I agree with you, Angie. Dave is inspiring. I especially like his calm, cool demeanor and positive attitude. I should mention that the seminar was taped by Younglove Broadcast Services to be released as a training video. So those who missed it should still be able to see Angie run her dogs. 

Jeff


----------



## sueley (Dec 23, 2003)

I hope Lorraines Chessie does not end up on the cutting room floor. We brown dog owners deserve some recognition.
Any idea when the video will be available?
Does Dave have an email address?


----------



## Angie B (Sep 30, 2003)

sueley said:


> I hope Lorraines Chessie does not end up on the cutting room floor. We brown dog owners deserve some recognition.
> Any idea when the video will be available?
> Does Dave have an email address?


Lorraine will be in it before I am, I'm sure. She did a real nice job.

Dave's e-mail address is [email protected]

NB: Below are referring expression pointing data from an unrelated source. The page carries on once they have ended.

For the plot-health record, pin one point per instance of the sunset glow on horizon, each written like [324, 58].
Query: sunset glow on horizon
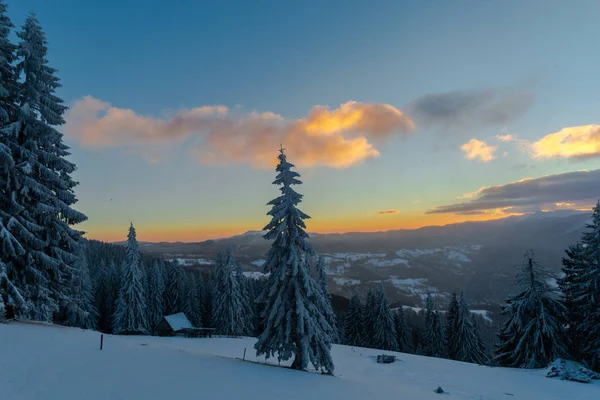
[418, 122]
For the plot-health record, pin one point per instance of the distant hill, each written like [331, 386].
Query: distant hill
[479, 257]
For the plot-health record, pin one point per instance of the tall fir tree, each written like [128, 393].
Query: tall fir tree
[175, 288]
[192, 307]
[467, 339]
[533, 336]
[156, 294]
[81, 308]
[245, 292]
[228, 310]
[452, 327]
[402, 331]
[295, 312]
[353, 323]
[385, 329]
[480, 342]
[39, 211]
[131, 313]
[330, 314]
[428, 328]
[201, 291]
[370, 318]
[581, 287]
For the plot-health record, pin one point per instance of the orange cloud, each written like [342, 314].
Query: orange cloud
[387, 212]
[478, 149]
[571, 142]
[335, 138]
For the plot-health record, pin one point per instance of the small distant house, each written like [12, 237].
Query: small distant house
[179, 325]
[171, 325]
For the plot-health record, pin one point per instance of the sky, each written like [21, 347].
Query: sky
[397, 114]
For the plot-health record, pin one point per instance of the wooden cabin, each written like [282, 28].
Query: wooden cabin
[179, 325]
[172, 325]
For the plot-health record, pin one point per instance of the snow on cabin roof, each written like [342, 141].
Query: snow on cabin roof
[178, 321]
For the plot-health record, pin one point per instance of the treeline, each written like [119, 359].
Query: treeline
[127, 293]
[455, 334]
[41, 274]
[548, 317]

It was good seeing you Sue.

You took some pictures. Could you post them here?????


----------



## sueley (Dec 23, 2003)

Unfortunately, I did not take pics. However I noticed Vicki L. taking several.
Perhaps she'll put some up.
The tests were awe inspiring.


----------



## Brad B (Apr 29, 2004)

Angie, 
I'd like to attend Dave's seminar if you can get him to come down for Waterloo. It's a litte easier to driver over there !!!!!


----------



## Angie B (Sep 30, 2003)

Brad B said:


> Angie,
> I'd like to attend Dave's seminar if you can get him to come down for Waterloo. It's a litte easier to driver over there !!!!!


Ya Think????

he'll be in Columbus for winter trip so he will be nice and close.

Angie


----------



## Vickie Lamb (Jan 6, 2003)

sueley said:


> Unfortunately, I did not take pics. However I noticed Vicki L. taking several.
> Perhaps she'll put some up.


    How? 

I took both 35 mm and digital photos...


----------



## Angie B (Sep 30, 2003)

Vickie Lamb said:


> sueley said:
> 
> 
> > Unfortunately, I did not take pics. However I noticed Vicki L. taking several.
> ...


There is another thread just recently posted about posting pictures....

Take a look.

Angie


----------



## Vickie Lamb (Jan 6, 2003)

sueley said:


> Any idea when the video will be available?


According to Dave as per YBS -- the tape should be available either late fall or by first of the year.  There will also be a book available as an additional item.

Hope this helps.


----------



## KC Steve (Jan 6, 2004)

Angie,

Is your Waterloo RC the same as the WARC club in the Houston area?

Steve (remember I am still a Texan at heart)


----------



## Martha Lancaster (Sep 5, 2003)

*Waterloo AMATEUR Retriever Club, Inc.*

Waterloo Amateur Retriever Club, Incorporated!
http://www.waterloo-retriever.org/


----------